Charlotte Mathieson is a Research Fellow at the Institute of Advanced Study, University of Warwick. She researchers the Victorian (or mid-nineteenth century) novel, with an interest in mobility, place and nation. She blogs on her website and tweets @cemathieson
I struggled with this question when I started writing my dissertation on the evolution of the Gothic novel from Walpole through Stoker. The bulk of my work focused on nineteenth-century authors like Bronte, Bronte, Bronte, and Le Fanu, as well as Machen and Stevenson, and I liked the easy terminology of Victorian Gothic Fiction, which is also the preferred phrasing in most of the secondary scholarship I read.
However, I settled on “Nineteenth-century Gothic Fiction” for two reasons. First, I feel that the term “Victorian” carries too much ideological weight. Who were the Victorians? What did they think? How did they behave? Students and scholars alike make a lot of assumptions about the answers to these questions, and those assumptions are strongly colored by the lives of the wealthiest residents of England, especially for students (the name kind of sets us up for this).
Second, as Charlotte noted the term “Victorian” can be associated with stasis, and I would suggest that this stasis can be witnessed both temporally and spatially. Although my work focuses specifically on British fiction, it looks at that fiction in relation to developments in the practice of science that were pouring into Britain from around the world. In other words, the literature may be Victorian, but much of the science was German.
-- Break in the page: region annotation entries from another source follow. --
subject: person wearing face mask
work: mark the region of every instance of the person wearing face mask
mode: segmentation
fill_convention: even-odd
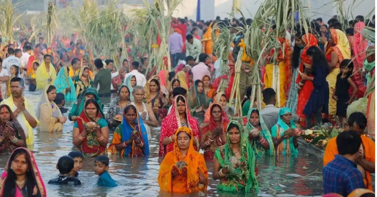
[[[132,105],[127,105],[122,113],[122,123],[114,131],[109,151],[121,157],[149,156],[146,130],[136,108]]]
[[[41,100],[37,108],[37,117],[40,124],[38,126],[41,131],[61,132],[63,124],[67,117],[63,117],[59,107],[54,102],[56,97],[55,86],[48,85],[43,89]]]

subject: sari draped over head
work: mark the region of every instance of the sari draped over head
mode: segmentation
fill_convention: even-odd
[[[49,66],[50,71],[48,73],[44,61],[42,61],[42,63],[37,69],[35,81],[37,82],[37,89],[42,89],[44,88],[47,85],[54,84],[55,79],[56,79],[56,71],[55,70],[55,68],[52,66],[52,64],[50,63]]]
[[[11,124],[8,126],[6,123],[0,122],[0,134],[3,135],[6,128],[7,127],[9,128],[10,127],[12,129],[11,130],[11,134],[14,136],[17,139],[23,141],[23,147],[27,148],[26,144],[26,136],[25,135],[25,132],[22,128],[22,127],[20,124],[17,119],[14,117],[13,112],[9,106],[5,104],[0,105],[0,110],[4,107],[7,107],[9,110],[11,116],[9,122]],[[3,142],[0,143],[0,154],[9,154],[17,148],[17,147],[15,145],[11,142],[9,139],[6,138]]]
[[[68,75],[67,67],[63,66],[60,69],[57,76],[56,79],[54,83],[56,87],[57,92],[64,94],[64,99],[66,102],[74,102],[76,101],[76,89],[72,79]],[[70,92],[67,91],[67,88],[70,88]]]
[[[178,145],[177,137],[178,134],[184,132],[190,136],[188,149],[186,155],[182,155]],[[180,127],[175,132],[173,151],[168,153],[160,165],[157,182],[160,189],[167,192],[176,192],[190,194],[202,191],[205,192],[208,184],[208,171],[205,165],[204,158],[201,154],[196,151],[193,146],[194,136],[191,130],[188,127]],[[183,161],[187,165],[179,170],[176,165],[177,162]],[[177,168],[179,174],[173,179],[172,178],[172,171]],[[187,173],[185,176],[182,174],[182,170],[185,168]],[[204,175],[207,179],[205,185],[199,185],[200,175]]]
[[[101,102],[101,100],[100,99],[100,97],[98,96],[98,93],[97,92],[97,90],[92,87],[89,87],[84,90],[83,93],[80,95],[80,97],[77,99],[77,100],[73,104],[73,105],[72,106],[72,109],[70,111],[68,116],[70,120],[72,120],[72,118],[74,116],[78,116],[81,114],[81,113],[83,111],[83,110],[84,109],[84,105],[85,102],[85,95],[89,93],[91,93],[95,95],[94,99],[97,101],[98,105],[100,106],[100,108],[101,108],[101,110],[100,111],[102,117],[105,117],[105,116],[103,113],[103,104],[102,104]]]
[[[209,78],[210,83],[211,77],[208,75],[204,75],[204,76],[203,76],[203,78],[202,78],[202,81],[204,81],[204,78],[205,77],[207,77]],[[204,88],[204,87],[203,87],[203,88]],[[215,90],[215,89],[213,89],[213,87],[212,87],[212,84],[211,84],[210,83],[210,90],[209,91],[208,91],[208,92],[207,92],[207,96],[208,97],[208,98],[209,98],[210,99],[212,99],[212,98],[213,97],[213,95],[216,93],[216,90]]]
[[[15,150],[18,149],[23,149],[26,153],[26,159],[29,162],[29,169],[31,170],[31,174],[33,176],[33,179],[35,182],[36,185],[34,187],[33,194],[37,195],[39,194],[41,197],[46,197],[47,196],[46,188],[44,187],[44,183],[43,183],[43,180],[41,176],[41,174],[39,173],[39,170],[37,166],[37,163],[35,162],[35,159],[34,158],[34,156],[31,151],[28,150],[27,148],[24,147],[19,147],[16,148]],[[6,165],[4,169],[4,172],[2,174],[1,177],[0,178],[0,197],[8,197],[3,195],[4,191],[4,186],[5,186],[5,182],[7,181],[7,178],[8,177],[8,172],[10,170],[12,170],[9,166],[11,166],[10,163],[12,162],[11,158],[12,157],[12,154],[9,156],[8,159],[8,162],[7,162]],[[27,179],[27,177],[26,177]],[[17,185],[15,183],[15,185]],[[8,188],[11,189],[11,188]],[[14,189],[15,190],[15,197],[23,197],[24,196],[22,192],[18,187],[15,186]]]
[[[255,127],[250,123],[249,119],[251,116],[251,112],[254,110],[257,110],[256,108],[251,108],[247,112],[247,123],[246,125],[244,127],[244,134],[245,135],[245,137],[248,137],[249,133],[255,128]],[[272,141],[272,137],[271,137],[271,133],[270,132],[268,129],[267,128],[267,126],[264,123],[263,120],[263,118],[261,114],[261,112],[258,111],[258,115],[259,116],[259,121],[261,124],[261,127],[262,127],[262,131],[259,134],[261,135],[264,139],[268,142],[270,144],[270,149],[266,150],[264,149],[263,146],[256,139],[253,140],[252,142],[250,142],[250,145],[253,148],[253,150],[255,153],[255,156],[257,157],[261,157],[265,156],[275,155],[275,147],[274,145],[274,142]]]
[[[231,121],[228,124],[227,130],[231,124],[237,125],[240,132],[243,133],[243,127],[236,121]],[[257,194],[259,190],[257,180],[257,168],[256,166],[255,154],[248,138],[241,135],[239,153],[242,164],[234,168],[230,162],[230,159],[235,156],[231,147],[229,133],[227,132],[226,143],[219,147],[215,153],[215,158],[219,161],[221,168],[227,168],[230,172],[225,178],[227,183],[220,182],[217,185],[218,190],[238,193],[246,192]]]
[[[158,156],[163,157],[167,153],[172,151],[173,149],[173,143],[170,143],[168,145],[162,145],[162,140],[165,137],[169,137],[175,133],[175,131],[179,127],[182,127],[182,125],[187,127],[192,131],[194,137],[200,139],[200,134],[199,133],[199,125],[198,121],[194,118],[191,116],[190,113],[190,110],[187,105],[187,101],[184,97],[182,96],[185,100],[186,105],[186,111],[185,112],[185,116],[187,121],[186,124],[181,122],[179,114],[177,108],[177,99],[182,96],[178,95],[174,97],[173,104],[172,105],[172,110],[170,113],[164,118],[161,124],[161,134],[159,138],[159,147],[158,149]],[[198,150],[198,147],[194,147]]]
[[[133,87],[131,85],[131,79],[132,77],[135,77],[135,80],[136,81],[136,77],[135,75],[129,75],[126,79],[126,83],[125,84],[130,90],[130,101],[131,102],[133,101],[133,96],[132,96],[132,92],[133,91]],[[135,86],[136,86],[136,85],[137,84],[135,84]]]
[[[218,125],[213,120],[213,118],[211,113],[212,108],[215,106],[220,107],[221,110],[221,120],[219,125]],[[227,127],[228,126],[228,123],[229,122],[229,119],[228,118],[228,116],[225,113],[225,111],[222,109],[222,107],[217,103],[211,104],[208,108],[208,109],[207,110],[207,111],[209,111],[208,120],[207,121],[205,120],[204,123],[201,127],[202,131],[201,137],[204,140],[204,141],[205,141],[208,138],[214,140],[204,150],[204,157],[206,159],[212,159],[213,158],[215,152],[217,147],[222,146],[225,144]],[[206,113],[207,113],[207,111]],[[212,135],[213,130],[215,128],[218,127],[219,127],[221,129],[222,133],[220,136],[217,136],[216,139],[212,139]]]
[[[147,130],[144,125],[141,117],[139,112],[136,112],[136,118],[135,120],[135,127],[134,127],[126,119],[126,112],[123,111],[122,124],[120,125],[114,131],[111,144],[107,148],[109,152],[112,154],[117,154],[122,157],[135,156],[136,157],[149,156],[149,143],[148,140]],[[144,148],[137,146],[135,141],[132,144],[124,148],[120,152],[116,150],[115,146],[129,139],[132,133],[136,131],[139,136],[139,139],[144,144]]]
[[[203,91],[199,93],[198,92],[198,86],[195,84],[190,89],[188,94],[187,101],[192,111],[195,111],[195,110],[200,107],[202,104],[204,105],[205,109],[208,108],[209,104],[209,99],[204,93],[204,88]]]
[[[290,127],[281,118],[281,116],[287,113],[292,113],[292,110],[288,107],[285,107],[281,109],[279,111],[279,116],[277,119],[277,122],[273,127],[276,127],[276,138],[278,139],[282,136],[284,132],[287,131],[290,128],[296,128],[296,126],[294,124],[293,121],[293,119],[291,119],[291,127]],[[293,146],[293,137],[290,137],[288,139],[284,139],[283,141],[278,145],[276,148],[276,153],[277,154],[282,154],[287,155],[290,154],[296,154],[297,153],[297,150]]]
[[[54,101],[50,101],[47,96],[47,89],[51,85],[44,87],[42,97],[37,108],[37,118],[39,120],[38,125],[41,131],[58,131],[63,130],[63,124],[56,122],[56,119],[62,117],[59,107]]]
[[[97,118],[104,118],[102,110],[98,109]],[[83,110],[78,118],[76,120],[80,134],[85,129],[84,125],[89,122],[96,122],[95,120],[92,120],[88,117],[86,111]],[[101,130],[101,128],[98,129]],[[102,146],[97,138],[95,133],[97,131],[88,131],[85,139],[81,144],[77,147],[78,150],[82,153],[85,157],[95,157],[102,154],[107,155],[106,146]]]
[[[187,92],[188,91],[188,86],[186,83],[186,73],[184,71],[181,70],[177,73],[175,75],[175,78],[179,80],[179,84],[181,87],[186,89]],[[172,84],[173,86],[173,84]]]
[[[84,90],[88,88],[88,87],[93,87],[93,81],[92,81],[92,79],[90,78],[90,76],[88,76],[87,81],[86,82],[84,82],[81,79],[81,77],[83,76],[83,73],[84,73],[84,70],[85,69],[87,68],[90,70],[90,69],[89,67],[84,66],[81,67],[80,69],[80,72],[78,73],[78,75],[76,78],[76,79],[75,80],[75,86],[76,88],[76,92],[75,94],[77,97],[80,95],[81,93],[82,93],[83,91]]]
I’m interested in looking at how a genre/mode changes over time, and I find that the term “nineteenth-century” does a better job of setting the ground for discussing a span of time in which things occur than “Victorian” could.
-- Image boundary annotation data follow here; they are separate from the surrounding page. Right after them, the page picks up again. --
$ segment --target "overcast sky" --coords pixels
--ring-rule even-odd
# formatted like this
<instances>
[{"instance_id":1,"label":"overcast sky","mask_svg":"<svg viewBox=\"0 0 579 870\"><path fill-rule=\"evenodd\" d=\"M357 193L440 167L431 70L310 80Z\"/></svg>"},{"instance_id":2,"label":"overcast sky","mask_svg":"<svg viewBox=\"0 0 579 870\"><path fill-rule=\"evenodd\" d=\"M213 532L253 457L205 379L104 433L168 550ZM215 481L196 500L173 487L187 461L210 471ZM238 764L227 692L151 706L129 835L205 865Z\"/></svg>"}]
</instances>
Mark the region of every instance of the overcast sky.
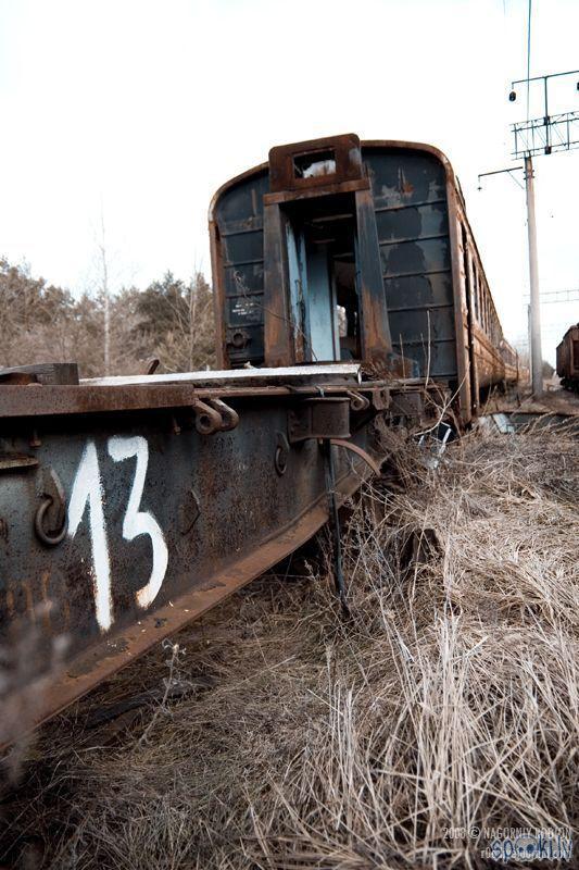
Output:
<instances>
[{"instance_id":1,"label":"overcast sky","mask_svg":"<svg viewBox=\"0 0 579 870\"><path fill-rule=\"evenodd\" d=\"M80 293L101 203L114 283L210 272L206 211L272 145L353 132L440 147L511 339L525 332L528 0L0 0L0 253ZM531 75L579 67L577 0L533 0ZM531 116L542 114L539 91ZM579 109L576 79L552 111ZM536 163L543 290L579 287L579 150ZM519 173L521 176L521 173ZM523 183L523 177L520 177ZM553 359L579 304L544 308Z\"/></svg>"}]
</instances>

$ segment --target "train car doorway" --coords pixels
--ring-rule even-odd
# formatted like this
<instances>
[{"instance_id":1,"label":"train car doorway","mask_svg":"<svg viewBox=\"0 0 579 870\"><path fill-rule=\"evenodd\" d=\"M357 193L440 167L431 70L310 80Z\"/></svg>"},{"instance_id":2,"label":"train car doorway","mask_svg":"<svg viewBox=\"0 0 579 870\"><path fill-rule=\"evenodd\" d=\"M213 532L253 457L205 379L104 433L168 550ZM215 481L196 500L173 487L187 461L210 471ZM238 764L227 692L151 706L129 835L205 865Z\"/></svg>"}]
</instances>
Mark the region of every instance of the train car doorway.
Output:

Hi Charlotte, thanks for addressing this issue. In my research, I sort of sidestep the question because I’m interested in what people *think* the Victorians were, rather than what they actually were like, or whether such a category of person/periodisation can justify its existence. So I suppose I’m a cultural historian (particularly, theatrical and dramatic) of the idea of ‘the Victorian’.
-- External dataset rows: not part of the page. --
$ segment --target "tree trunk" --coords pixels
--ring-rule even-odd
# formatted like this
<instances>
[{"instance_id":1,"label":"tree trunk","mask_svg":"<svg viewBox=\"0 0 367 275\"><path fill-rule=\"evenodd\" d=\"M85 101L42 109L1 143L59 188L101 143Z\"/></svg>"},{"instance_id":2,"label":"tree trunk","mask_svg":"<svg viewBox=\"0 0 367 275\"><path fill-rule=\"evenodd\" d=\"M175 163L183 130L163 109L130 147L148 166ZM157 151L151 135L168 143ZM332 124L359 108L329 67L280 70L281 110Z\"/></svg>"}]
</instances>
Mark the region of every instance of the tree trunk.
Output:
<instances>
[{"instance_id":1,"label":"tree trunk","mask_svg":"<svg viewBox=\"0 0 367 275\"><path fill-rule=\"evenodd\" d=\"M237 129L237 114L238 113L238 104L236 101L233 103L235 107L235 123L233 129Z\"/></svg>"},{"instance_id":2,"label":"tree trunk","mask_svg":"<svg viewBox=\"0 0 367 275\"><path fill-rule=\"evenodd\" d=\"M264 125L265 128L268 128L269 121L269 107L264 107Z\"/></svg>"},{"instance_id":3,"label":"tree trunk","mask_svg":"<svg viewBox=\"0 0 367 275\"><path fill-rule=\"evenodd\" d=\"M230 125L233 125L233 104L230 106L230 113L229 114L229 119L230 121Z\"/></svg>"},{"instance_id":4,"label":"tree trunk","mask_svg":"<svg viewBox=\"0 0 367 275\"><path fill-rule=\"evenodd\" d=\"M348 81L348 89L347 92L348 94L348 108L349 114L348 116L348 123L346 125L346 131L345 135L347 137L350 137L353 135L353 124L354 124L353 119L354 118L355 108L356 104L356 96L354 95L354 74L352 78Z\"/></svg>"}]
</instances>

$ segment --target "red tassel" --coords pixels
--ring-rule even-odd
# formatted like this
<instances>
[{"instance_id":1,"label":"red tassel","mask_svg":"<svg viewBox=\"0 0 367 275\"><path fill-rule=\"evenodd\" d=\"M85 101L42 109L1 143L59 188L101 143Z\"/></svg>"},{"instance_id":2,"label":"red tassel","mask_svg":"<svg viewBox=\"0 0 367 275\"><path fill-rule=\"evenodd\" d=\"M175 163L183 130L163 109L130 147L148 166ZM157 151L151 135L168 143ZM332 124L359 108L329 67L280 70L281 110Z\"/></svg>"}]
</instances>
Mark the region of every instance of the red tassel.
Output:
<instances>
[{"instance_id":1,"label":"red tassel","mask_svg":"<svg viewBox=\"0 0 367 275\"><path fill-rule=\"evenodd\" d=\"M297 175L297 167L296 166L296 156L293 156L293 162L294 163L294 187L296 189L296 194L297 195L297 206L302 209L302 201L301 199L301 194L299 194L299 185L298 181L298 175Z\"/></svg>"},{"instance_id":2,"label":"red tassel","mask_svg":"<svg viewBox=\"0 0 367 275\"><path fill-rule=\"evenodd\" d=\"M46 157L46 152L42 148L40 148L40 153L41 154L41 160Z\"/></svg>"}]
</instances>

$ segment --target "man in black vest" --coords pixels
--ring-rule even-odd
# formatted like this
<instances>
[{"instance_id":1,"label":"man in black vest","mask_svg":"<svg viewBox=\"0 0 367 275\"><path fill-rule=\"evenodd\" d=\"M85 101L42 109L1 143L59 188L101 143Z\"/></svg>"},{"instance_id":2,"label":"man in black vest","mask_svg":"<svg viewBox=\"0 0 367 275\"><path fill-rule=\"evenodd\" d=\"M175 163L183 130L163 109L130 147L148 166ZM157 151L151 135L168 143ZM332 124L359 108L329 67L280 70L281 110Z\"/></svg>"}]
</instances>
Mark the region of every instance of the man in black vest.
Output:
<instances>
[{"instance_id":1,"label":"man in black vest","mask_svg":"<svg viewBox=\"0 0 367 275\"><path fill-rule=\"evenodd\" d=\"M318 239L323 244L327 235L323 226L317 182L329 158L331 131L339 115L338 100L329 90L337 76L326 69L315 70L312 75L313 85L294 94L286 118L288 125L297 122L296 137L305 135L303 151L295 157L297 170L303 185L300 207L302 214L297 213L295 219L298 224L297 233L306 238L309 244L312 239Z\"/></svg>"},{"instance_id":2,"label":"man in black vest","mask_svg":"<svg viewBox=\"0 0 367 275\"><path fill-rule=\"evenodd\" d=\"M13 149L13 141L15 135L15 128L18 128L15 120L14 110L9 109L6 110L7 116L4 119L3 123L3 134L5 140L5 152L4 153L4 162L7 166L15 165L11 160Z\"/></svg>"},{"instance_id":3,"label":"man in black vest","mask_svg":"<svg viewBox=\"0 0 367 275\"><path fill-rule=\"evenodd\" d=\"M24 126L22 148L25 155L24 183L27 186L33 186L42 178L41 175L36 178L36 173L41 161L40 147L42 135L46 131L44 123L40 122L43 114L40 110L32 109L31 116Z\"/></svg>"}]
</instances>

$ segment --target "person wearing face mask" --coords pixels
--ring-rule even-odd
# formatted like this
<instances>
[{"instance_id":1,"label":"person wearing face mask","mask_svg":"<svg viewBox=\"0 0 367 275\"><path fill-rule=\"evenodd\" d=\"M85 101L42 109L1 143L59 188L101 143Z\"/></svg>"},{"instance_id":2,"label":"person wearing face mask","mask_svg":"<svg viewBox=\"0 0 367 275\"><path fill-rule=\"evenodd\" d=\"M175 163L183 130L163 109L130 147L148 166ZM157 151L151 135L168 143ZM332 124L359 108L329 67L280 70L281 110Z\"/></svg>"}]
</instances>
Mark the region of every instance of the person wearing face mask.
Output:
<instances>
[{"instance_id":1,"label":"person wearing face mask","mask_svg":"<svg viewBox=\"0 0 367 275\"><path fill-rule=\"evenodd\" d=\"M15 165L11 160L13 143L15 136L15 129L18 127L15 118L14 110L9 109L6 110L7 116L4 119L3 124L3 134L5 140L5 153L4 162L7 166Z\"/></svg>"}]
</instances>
As you note, there is a strong sense of academic identity being bound up with being a ‘Victorianist’ or ‘neo-Victorianist’ (and there’s a neat complementarity to those two terms that gets ruined if you go for my ‘cultural historian of the idea of the Victorian’ term instead of ‘neo-Victorian’. But on the other hand, I’ve just noticed that my phrase rhymes, which is rather pleasing).
For me, the big problem is that when you try to make a term like ‘neo-Victorian’ travel, it can be read in very different ways that remind you of how difficult and contested the invocation of Queen Victoria’s name is. I’ve heard wildly differing views, for instance, on whether it’s OK to use ‘Victorian’ to refer to America and Europe. Choosing the term ‘neo-Victorian’ to refer to cultural products from outside the UK that reference Victorian or colonial history, runs the risk of coming across as neo-cultural-imperialist, appropriating other histories in the name of Victoria.
Really enjoyed this, Charlotte! Feel I’m having my cake and eating it by calling myself a Victorianist but blogging about anything else 19th century as it takes my fancy!